Commodore Dubourdieu's squadron
| Ship | Rate | Guns | Navy | Commander | Casualties | Notes |
Windward division
| Favorite | Fifth rate | 40 | First French Empire | Commodore Bernard Dubourdieu † Captain Antonie-Francois-Zavier La Marre-la-Meillerie † | ~150 | Driven ashore and destroyed. |
| Flore | Fifth rate | 40 | First French Empire | Captain Jean-Alexandre Péridier | unknown | Surrendered but later escaped to safety. |
| Bellona | Fifth rate | 32 | Napoleonic Italy | Captain Giuseppe Duodo † | ~70 | Captured and later commissioned into the Royal Navy as troopship HMS Dover. |
Leeward division
| Danaé | Fifth rate | 40 | First French Empire | Captain C. F. Villon | unknown |  |
| Corona | Fifth rate | 40 | Napoleonic Italy | Corvette-Captain Nicolò Pasqualigo | unknown | Captured and later commissioned into the Royal Navy as HMS Daedalus. |
| Carolina | Fifth rate | 32 | Napoleonic Italy | Captain Giovanni Palicuccia | unknown |  |
Dubordieu's squadron was accompanied by the 16-gun brig Mercure, two small schooners Principessa Augusta and Principessa di Bologna, the xebec Eugenio and two gunboats (one named Lodola), none of which was heavily engaged. The squadron carried approximately 500 troops of the Italian army under Colonel Alessandro Gifflenga.
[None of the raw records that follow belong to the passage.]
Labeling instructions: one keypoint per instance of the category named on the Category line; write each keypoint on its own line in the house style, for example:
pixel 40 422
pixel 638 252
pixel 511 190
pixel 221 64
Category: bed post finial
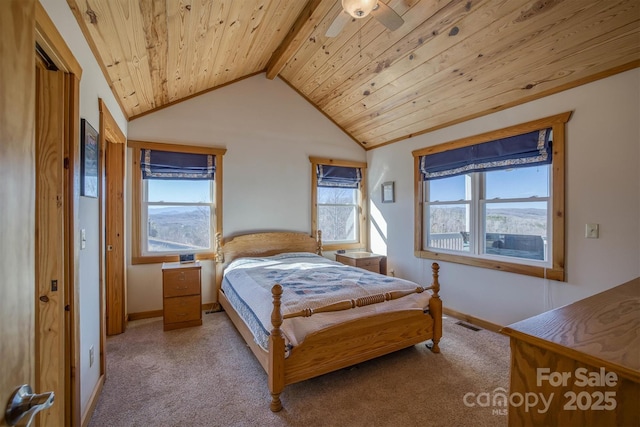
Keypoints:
pixel 219 255
pixel 435 268
pixel 276 351
pixel 319 242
Casualties: approximately 700 killed, wounded or captured
Sources: Gardiner, p. 173; Henderson, p. 112; James, p. 351; Smith, p. 356; Woodman, p. 253

Key
- A † symbol indicates that the officer was killed during the action or subsequently died of wounds received.
- The ships are ordered in the sequence in which they formed up for battle.
- = Royal Navy, = French Navy, = Navy of the Kingdom of Italy.

==In popular culture==
American science fiction author David Drake based the main naval battle of the sixth RCN Series novel When the Tide Rises on the Battle of Lissa, with the RCN standing in for the Royal Navy and the Alliance of Free Stars playing the role of the Franco-Venetian fleet. Drake's foreword to the novel specifically notes not to confuse this battle with the 1866 battle of same name, which he describes as "fascinating, but in fiction you couldn't make one side as incompetent as the historical losing side was."